21/09/2021
There’s no rest for the winners in this game. “I’m straight back into the pro shop at 8am on Tuesday,” chuckled Rob Paterson after putting the tin lid on a fine season by winning the Sandy Pipey Young Masters at Royal Dornoch.
The final event on the Arnold Clark Tartan Tour’s Young Professionals’ schedule came to a thrilling finale over the great Dornoch links as Paterson edged out Kyle Godsman at the third play-off hole after they had finished locked at the top on four-under 136s.
The 25-year-old Kilspindie man, who had opened his assault with a 66, savoured a double success as his victory wrapped up the Young Professionals’ Order of Merit.

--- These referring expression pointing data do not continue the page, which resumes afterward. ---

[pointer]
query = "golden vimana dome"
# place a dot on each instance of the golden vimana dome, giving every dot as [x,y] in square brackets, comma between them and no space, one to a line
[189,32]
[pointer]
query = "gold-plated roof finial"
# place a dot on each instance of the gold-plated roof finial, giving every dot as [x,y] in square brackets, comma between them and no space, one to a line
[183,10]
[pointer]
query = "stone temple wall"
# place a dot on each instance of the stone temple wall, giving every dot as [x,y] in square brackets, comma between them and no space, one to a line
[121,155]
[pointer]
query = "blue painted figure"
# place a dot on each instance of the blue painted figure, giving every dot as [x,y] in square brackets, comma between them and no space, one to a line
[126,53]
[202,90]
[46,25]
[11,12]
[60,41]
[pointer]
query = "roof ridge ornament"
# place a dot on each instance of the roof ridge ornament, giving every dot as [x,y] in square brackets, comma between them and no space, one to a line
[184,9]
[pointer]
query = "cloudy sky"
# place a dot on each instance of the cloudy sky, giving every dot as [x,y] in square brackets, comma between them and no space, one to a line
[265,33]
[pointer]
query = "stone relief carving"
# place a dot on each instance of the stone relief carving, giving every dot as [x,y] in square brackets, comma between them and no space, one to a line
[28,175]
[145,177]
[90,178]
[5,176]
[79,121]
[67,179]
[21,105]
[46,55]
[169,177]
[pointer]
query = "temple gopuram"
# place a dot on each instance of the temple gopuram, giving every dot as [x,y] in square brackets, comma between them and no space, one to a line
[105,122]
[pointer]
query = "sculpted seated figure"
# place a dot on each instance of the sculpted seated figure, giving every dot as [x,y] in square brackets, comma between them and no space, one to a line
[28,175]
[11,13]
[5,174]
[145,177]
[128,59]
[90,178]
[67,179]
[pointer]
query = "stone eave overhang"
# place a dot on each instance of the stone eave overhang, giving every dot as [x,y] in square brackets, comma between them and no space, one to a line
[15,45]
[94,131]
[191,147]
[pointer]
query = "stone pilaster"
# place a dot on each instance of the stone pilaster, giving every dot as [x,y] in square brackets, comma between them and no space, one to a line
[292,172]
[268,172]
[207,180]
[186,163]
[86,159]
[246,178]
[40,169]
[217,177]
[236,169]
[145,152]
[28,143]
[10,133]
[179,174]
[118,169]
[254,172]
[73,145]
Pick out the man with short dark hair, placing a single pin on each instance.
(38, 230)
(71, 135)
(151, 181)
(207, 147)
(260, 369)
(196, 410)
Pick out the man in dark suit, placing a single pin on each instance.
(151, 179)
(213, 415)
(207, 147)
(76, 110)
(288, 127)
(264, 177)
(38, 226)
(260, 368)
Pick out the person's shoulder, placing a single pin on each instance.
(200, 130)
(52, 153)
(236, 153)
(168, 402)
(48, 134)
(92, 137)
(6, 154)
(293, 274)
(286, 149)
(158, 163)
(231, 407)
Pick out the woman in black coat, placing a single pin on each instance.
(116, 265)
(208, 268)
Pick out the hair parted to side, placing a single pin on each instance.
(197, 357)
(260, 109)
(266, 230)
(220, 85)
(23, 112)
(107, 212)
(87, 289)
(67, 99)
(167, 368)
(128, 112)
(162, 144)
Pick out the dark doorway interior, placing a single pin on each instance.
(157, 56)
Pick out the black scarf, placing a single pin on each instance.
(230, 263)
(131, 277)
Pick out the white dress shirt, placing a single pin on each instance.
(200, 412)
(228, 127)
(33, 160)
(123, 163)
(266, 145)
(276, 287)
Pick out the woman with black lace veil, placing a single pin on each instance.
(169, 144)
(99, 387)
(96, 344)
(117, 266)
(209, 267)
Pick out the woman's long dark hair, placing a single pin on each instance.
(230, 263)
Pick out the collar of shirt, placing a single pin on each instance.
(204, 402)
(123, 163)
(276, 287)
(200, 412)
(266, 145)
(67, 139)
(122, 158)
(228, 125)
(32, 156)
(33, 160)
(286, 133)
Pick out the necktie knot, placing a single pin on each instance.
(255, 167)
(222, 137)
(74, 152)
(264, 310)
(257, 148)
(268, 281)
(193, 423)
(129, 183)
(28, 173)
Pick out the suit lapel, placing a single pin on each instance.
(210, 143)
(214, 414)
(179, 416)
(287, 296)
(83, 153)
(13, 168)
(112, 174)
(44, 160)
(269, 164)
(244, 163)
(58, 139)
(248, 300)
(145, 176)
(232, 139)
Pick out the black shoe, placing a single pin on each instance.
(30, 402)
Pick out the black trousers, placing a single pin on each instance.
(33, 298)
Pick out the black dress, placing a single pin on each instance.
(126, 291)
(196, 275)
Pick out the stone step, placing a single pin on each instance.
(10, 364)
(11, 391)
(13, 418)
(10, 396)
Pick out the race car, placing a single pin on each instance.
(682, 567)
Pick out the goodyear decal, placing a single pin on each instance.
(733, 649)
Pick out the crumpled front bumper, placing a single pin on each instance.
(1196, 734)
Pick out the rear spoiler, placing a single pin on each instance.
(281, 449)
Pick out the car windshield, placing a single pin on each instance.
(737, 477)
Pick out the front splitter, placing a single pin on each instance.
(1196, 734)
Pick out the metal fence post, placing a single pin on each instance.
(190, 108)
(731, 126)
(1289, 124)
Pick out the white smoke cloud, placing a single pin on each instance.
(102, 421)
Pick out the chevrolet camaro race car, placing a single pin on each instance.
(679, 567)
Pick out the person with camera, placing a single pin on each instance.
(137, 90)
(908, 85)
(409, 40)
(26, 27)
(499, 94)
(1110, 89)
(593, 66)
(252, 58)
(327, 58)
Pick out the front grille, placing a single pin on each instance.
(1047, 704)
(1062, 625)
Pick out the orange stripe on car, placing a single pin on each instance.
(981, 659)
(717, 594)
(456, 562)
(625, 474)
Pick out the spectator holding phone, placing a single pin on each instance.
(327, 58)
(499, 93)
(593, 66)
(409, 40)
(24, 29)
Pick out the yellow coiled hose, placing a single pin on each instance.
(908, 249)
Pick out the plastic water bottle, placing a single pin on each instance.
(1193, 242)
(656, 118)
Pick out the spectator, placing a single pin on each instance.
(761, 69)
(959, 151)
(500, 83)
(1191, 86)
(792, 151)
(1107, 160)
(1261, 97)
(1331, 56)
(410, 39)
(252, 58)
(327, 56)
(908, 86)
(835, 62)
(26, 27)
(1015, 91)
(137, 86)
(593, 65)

It was Paterson who delivered the decisive blow in the sudden-death shoot-out as he clattered a terrific 2-iron into the teeth of the wind on the 18th and watched his ball roll to within 15-feet.
Godsman, who had led the field by two after Sunday’s first round, couldn’t make his par and Paterson had the luxury of two-putts for the title.
Having finished third in the Young Pros 36-holer at Arbroath and second in the Scottish Young Professionals’ Championship at Haddington, Paterson’s rise to the winners’ podium capped an excellent campaign on the domestic front.
“It’s been a great season and, by a mile, this has been my best playing year,” said a jubilant Paterson, who has been at Kilspindie for 14 years.
There was some nail-nibbling to endure as Paterson came to the final hole in regulation holding a slender advantage. Godsman’s title ambitions had suffered a grisly blow when he made a triple-bogey seven on the 14th but he was still in with a shout coming up the last. The Inverness man would get another bite at the cherry in the play-off when Paterson bogeyed the final hole in a level-par 70 to drop back into a share of the lead.
“It was a bit of a nerve-wracking finish,” added Paterson of that final hole. “I knew the putt was for the win but it slid by.”
He made no mistake when he played the 18th again in the play-off and his approach into the green upped the ante. “It was one of my better shots,” he said of a supremely executed swipe which set up victory.
Craig McKenzie of Loch Lomond took third place on three-under while David Booth (Bishopbriggs) and Graeme Robertson (Fairways Indoor Golf Arena) shared fourth on two-under.